Interview: Dr Zaffar Sadiq Mohamed-Ghouse

By on 19 January, 2022

Dr Zaffar Sadiq Mohamed-Ghouse, Executive Director of Strategic Consulting & International Relations, Spatial Vision

In our Leaders Forum, we ask experts to look ahead into 2022. Today we talk about the future with Dr Zaffar Sadiq Mohamed-Ghouse, Executive Director at Spatial Vision.

Dr Mohamed-Ghouse has led several multi-million-dollar mapping projects for the federal and state governments, and is a key advisor to industry associations.

Which technologies will revolutionise the surveying, space or spatial sectors in 2022?

The Australian Government has invested over $10 billion into the space sector to fuel its growth. Beyond space infrastructure, spatial applications will contribute heavily to the sector’s growth, with Earth observation and positioning set to play a key role.

In a global context, Australia has taken its projects to new heights with Geoscience Australia’s Open Data Cube platform as part of its Digital Earth Australia initiative, harnessing decades of rich archives for improved land and water management. There’s a conversation happening around this digital twin being a disruptor in the third dimension, and so I see 3D and 4D shifting from its innovative status into the ‘new normal’.

Digital twins will provide a platform for innovations like AI and machine learning. I see Digital twins as infrastructure for spatial not only in the built environment, but also in rural, peri-urban and agricultural areas, with sensor networks, scenario modelling and the IoT having a huge impact.

How is Australasia placed in the global context? Are we racing ahead or falling behind?

The OECD suggests Australia has some catching up to do. While there is significant research and innovation happening across our academic sector, the challenge has always been in adapting the research and scaling it for commercial outcomes. I do see a shift with leaders in academia and industry working together more than ever. We are seeing a lot of research with greater industry involvement and funding, and I’m hopeful that we can minimise this divide even more with increased dialogue.

What’s on your wish list for 2022?

I think it is time for Australia to develop its own spatial commission, similar to that of the UK. This model offers an independent view of how the sector needs to grow. Currently, ANZLIC and ICSM play a vital role in the sector’s growth with a focus on standards and prototypes. In addition to this, a commission would help bring the private sector, academia, industry and its users together to act as an advisory voice. Government could use such a body as a sounding board. An Australian geospatial commission would help bring together diversity of thought on how we utilise geospatial information in a meaningful way.

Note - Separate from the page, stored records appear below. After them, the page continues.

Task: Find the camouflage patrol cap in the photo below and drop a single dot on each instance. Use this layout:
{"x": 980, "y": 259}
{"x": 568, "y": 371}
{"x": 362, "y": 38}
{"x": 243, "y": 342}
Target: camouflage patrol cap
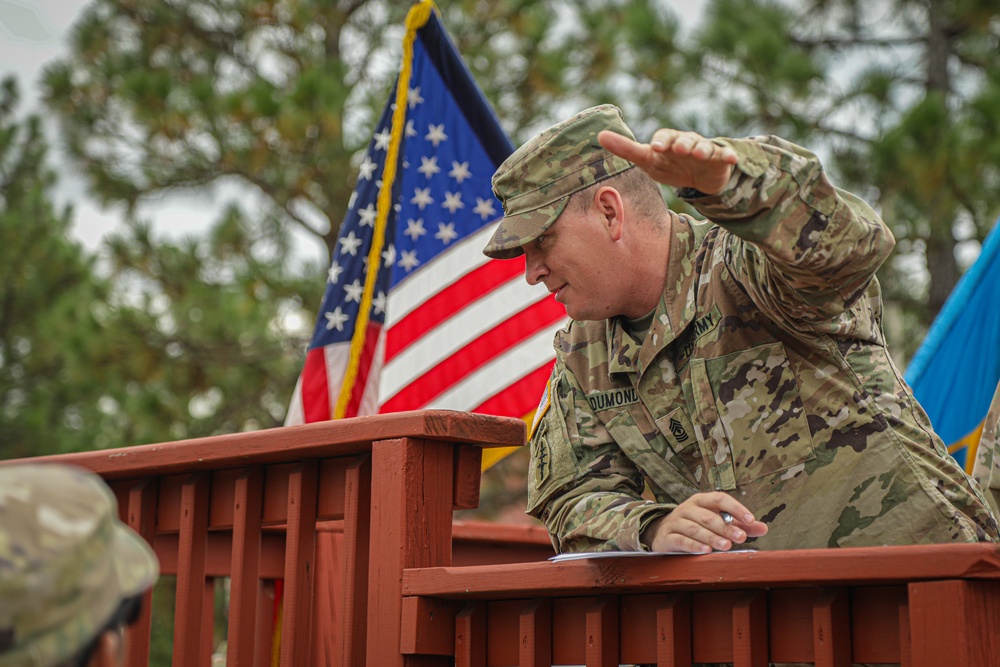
{"x": 536, "y": 181}
{"x": 66, "y": 562}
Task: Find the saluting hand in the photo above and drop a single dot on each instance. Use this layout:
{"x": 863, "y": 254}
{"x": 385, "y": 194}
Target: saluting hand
{"x": 675, "y": 158}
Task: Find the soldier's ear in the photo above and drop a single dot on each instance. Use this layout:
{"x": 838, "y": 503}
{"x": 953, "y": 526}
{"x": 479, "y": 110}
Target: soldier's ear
{"x": 609, "y": 205}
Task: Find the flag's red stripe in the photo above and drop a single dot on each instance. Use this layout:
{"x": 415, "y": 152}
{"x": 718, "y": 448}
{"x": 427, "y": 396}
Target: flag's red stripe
{"x": 315, "y": 387}
{"x": 364, "y": 369}
{"x": 470, "y": 357}
{"x": 519, "y": 398}
{"x": 449, "y": 301}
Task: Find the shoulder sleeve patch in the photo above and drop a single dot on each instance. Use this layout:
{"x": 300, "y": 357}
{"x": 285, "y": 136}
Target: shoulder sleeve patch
{"x": 543, "y": 407}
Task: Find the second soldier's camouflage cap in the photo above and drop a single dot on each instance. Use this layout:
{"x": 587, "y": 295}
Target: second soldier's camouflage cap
{"x": 66, "y": 562}
{"x": 536, "y": 181}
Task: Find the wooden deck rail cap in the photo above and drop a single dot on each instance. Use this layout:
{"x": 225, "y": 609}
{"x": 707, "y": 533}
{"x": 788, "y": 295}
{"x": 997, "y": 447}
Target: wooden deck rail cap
{"x": 317, "y": 440}
{"x": 806, "y": 567}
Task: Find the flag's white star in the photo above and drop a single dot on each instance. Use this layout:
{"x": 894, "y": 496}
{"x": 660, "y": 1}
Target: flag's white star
{"x": 350, "y": 243}
{"x": 415, "y": 228}
{"x": 408, "y": 260}
{"x": 389, "y": 255}
{"x": 484, "y": 207}
{"x": 435, "y": 134}
{"x": 378, "y": 303}
{"x": 335, "y": 320}
{"x": 452, "y": 202}
{"x": 367, "y": 215}
{"x": 366, "y": 169}
{"x": 333, "y": 275}
{"x": 446, "y": 232}
{"x": 460, "y": 171}
{"x": 413, "y": 97}
{"x": 382, "y": 139}
{"x": 428, "y": 166}
{"x": 422, "y": 197}
{"x": 354, "y": 291}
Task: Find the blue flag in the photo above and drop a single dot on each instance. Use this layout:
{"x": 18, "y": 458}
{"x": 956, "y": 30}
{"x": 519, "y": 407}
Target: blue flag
{"x": 956, "y": 370}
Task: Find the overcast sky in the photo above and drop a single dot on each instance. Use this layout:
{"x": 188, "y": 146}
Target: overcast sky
{"x": 32, "y": 33}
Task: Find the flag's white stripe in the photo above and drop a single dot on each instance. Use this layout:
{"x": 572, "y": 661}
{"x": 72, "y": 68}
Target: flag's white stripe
{"x": 335, "y": 357}
{"x": 492, "y": 378}
{"x": 491, "y": 310}
{"x": 369, "y": 399}
{"x": 463, "y": 257}
{"x": 296, "y": 411}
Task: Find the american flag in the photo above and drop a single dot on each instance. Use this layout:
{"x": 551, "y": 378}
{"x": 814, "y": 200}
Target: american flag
{"x": 448, "y": 328}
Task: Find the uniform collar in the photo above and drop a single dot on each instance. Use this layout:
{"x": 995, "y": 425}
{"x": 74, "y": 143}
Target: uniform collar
{"x": 674, "y": 313}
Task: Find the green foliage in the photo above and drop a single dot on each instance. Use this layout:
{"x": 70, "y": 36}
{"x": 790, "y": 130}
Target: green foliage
{"x": 50, "y": 398}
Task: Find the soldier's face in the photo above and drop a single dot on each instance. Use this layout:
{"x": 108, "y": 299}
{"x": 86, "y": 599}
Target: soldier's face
{"x": 573, "y": 259}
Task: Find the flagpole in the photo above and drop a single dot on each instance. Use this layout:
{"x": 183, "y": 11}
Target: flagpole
{"x": 416, "y": 18}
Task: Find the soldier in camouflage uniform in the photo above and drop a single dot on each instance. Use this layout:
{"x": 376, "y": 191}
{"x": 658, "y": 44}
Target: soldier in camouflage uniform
{"x": 987, "y": 468}
{"x": 71, "y": 573}
{"x": 735, "y": 365}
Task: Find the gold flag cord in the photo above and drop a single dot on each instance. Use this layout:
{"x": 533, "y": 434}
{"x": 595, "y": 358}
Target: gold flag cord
{"x": 416, "y": 18}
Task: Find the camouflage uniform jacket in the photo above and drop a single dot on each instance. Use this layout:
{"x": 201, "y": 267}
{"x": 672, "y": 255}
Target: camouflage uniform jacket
{"x": 764, "y": 374}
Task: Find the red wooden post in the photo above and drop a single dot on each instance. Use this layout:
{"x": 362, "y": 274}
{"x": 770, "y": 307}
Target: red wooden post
{"x": 142, "y": 519}
{"x": 190, "y": 605}
{"x": 673, "y": 632}
{"x": 411, "y": 527}
{"x": 750, "y": 630}
{"x": 602, "y": 633}
{"x": 470, "y": 636}
{"x": 328, "y": 596}
{"x": 245, "y": 581}
{"x": 208, "y": 619}
{"x": 300, "y": 546}
{"x": 832, "y": 629}
{"x": 535, "y": 625}
{"x": 905, "y": 644}
{"x": 357, "y": 520}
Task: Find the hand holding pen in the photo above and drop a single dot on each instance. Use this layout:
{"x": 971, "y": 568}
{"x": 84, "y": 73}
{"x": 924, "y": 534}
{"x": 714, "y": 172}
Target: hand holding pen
{"x": 703, "y": 522}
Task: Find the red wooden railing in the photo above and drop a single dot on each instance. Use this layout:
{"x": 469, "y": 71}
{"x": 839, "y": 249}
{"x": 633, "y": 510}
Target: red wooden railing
{"x": 919, "y": 606}
{"x": 355, "y": 517}
{"x": 369, "y": 496}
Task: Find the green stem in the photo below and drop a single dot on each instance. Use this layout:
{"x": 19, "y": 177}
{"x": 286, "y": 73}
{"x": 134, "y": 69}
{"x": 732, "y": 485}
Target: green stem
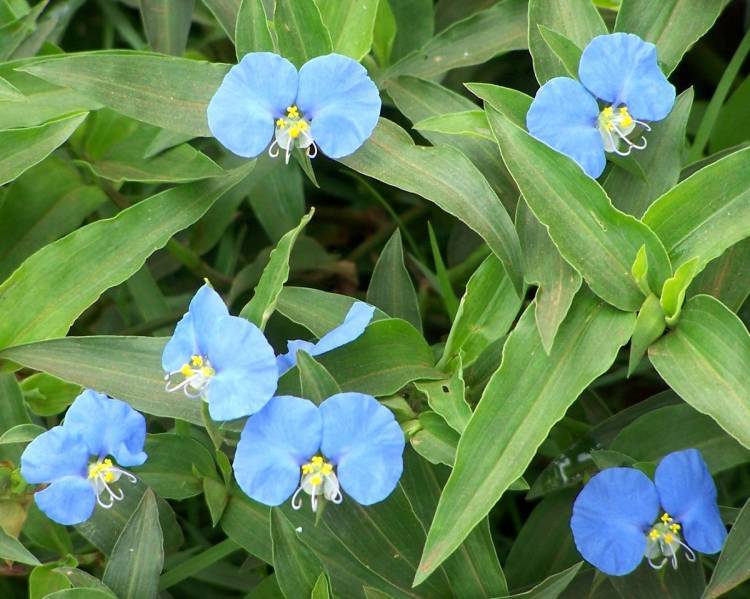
{"x": 197, "y": 563}
{"x": 717, "y": 101}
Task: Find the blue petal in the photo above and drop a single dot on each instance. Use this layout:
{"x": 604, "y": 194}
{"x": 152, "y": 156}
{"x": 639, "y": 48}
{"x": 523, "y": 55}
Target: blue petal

Which challenges or opportunities should the industry be focused on?

Australia has often grappled with skill shortages, particularly given its aging workforce. At the same time, we’re seeing a shift in how spatial is represented in universities. We need to think about other approaches in addition to university teaching to facilitate capacity building and encourage greater understanding of skills and trends. I believe a dedicated centre of excellence for geospatial and surveying, under the arm of a geospatial commission, could help turn the tide with the introduction of a national geospatial labour policy to address workforce gaps.

Furthermore, our industry is working hard to promote diversity and inclusion, with many forums looking at gender balance, for example. But we need to look into diversity more broadly with other parameters. A geospatial commission structure could help us deliver stronger outcomes in this area.

What do you think your customers are looking for in 2022?

Our customers and clients are seeking expert advice and sound evidence to help them navigate the rapidly changing landscape. They are increasingly looking for access to business and government networks to assist in working through complex issues. They want confidence in their geospatial investments, and we’re able to offer that by drawing on successful approaches globally and connecting our clients with leaders from whom they can learn.

What are your organisation’s priorities for 2022?

Spatial Vision is very lucky to be in a privileged position coming out of the pandemic, having seen strong growth over the last 18 months. In 2022, we’re continuing to invest in new talent, skill development and capacity building to adapt to the ever-transforming digital landscape. The company is increasingly looking to partner and collaborate to serve our clients in a more integrated way, leveraging our multi-disciplinary approach.